Roma, 24 febbraio 2020 – L’Anaao Assomed esprime la propria sincera vicinanza ai cittadini colpiti da sindrome simil-influenzale da Coronavirus (cosiddetta Covid-19), ai familiari di quelli deceduti e a tutti i colleghi particolarmente esposti nello svolgimento del proprio dovere.
Il nostro pensiero va, soprattutto, a coloro che operano nelle strutture direttamente coinvolte nel contenimento dell’epidemia, i quali con grande senso di responsabilità e attaccamento al servizio, in alcuni casi con atti di vero eroismo, sopperiscono a inevitabili problemi organizzativi e perfino ad ingiustificabili ritardi, ed omissioni, da parte delle amministrazioni interessate.

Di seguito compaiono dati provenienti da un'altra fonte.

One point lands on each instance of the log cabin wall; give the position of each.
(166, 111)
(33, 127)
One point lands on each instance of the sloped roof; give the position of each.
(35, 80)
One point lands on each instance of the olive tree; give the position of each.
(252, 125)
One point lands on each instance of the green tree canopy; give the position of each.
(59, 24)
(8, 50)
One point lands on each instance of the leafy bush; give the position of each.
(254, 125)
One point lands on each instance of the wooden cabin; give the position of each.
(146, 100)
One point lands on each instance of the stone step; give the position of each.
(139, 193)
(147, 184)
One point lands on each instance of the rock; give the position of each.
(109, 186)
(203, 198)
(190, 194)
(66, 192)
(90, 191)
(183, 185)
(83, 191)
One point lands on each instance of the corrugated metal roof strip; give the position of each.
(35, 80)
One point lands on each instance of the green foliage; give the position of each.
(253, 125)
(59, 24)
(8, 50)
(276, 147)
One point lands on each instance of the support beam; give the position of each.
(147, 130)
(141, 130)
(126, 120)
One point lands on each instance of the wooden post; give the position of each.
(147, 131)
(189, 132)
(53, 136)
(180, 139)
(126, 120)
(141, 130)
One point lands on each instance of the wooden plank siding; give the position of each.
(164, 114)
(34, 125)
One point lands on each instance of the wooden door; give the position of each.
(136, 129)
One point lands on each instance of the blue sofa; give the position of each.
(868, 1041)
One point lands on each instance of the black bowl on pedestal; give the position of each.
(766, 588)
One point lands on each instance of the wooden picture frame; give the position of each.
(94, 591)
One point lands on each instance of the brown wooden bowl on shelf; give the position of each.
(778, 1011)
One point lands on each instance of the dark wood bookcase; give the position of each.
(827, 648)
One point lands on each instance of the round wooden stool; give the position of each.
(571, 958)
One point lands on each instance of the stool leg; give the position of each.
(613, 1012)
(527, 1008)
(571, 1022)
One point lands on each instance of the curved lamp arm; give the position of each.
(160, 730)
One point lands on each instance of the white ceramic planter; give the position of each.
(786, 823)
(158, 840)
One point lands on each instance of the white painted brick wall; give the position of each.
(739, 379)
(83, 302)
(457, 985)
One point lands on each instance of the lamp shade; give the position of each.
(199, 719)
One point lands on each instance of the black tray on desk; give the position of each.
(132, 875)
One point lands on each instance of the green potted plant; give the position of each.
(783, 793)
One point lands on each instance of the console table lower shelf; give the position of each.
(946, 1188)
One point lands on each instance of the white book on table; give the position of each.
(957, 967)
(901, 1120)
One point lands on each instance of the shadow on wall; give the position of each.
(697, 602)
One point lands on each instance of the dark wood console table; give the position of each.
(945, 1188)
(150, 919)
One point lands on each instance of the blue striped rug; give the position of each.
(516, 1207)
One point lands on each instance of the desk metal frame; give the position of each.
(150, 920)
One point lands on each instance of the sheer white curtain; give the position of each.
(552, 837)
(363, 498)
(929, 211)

Tutti gli operatori stanno, con abnegazione, dando il massimo in una situazione che era già prossima al collasso, a causa delle disastrose politiche di risparmio adottate negli ultimi 10 anni, che hanno comportato una gravissima carenza di personale e di posti letto, il cui impatto oggi rischia di indebolire la risposta ai casi più gravi della sindrome Covid-19 che richiedono un supporto ventilatorio.
Regioni e Aziende non pensino, però, di scaricare sulle spalle dei soli medici ospedalieri il peso di una organizzazione emergenziale alla quale devono partecipare tutti i settori della medicina pubblica. E comincino con l’assicurare una comunicazione tempestiva e puntuale, anche sul cronoprogramma organizzativo, a tutti i soggetti coinvolti, i quali non possono essere lasciati senza indicazioni ufficiali, anche sulla quarantena fiduciaria, o segregati senza generi di prima necessità.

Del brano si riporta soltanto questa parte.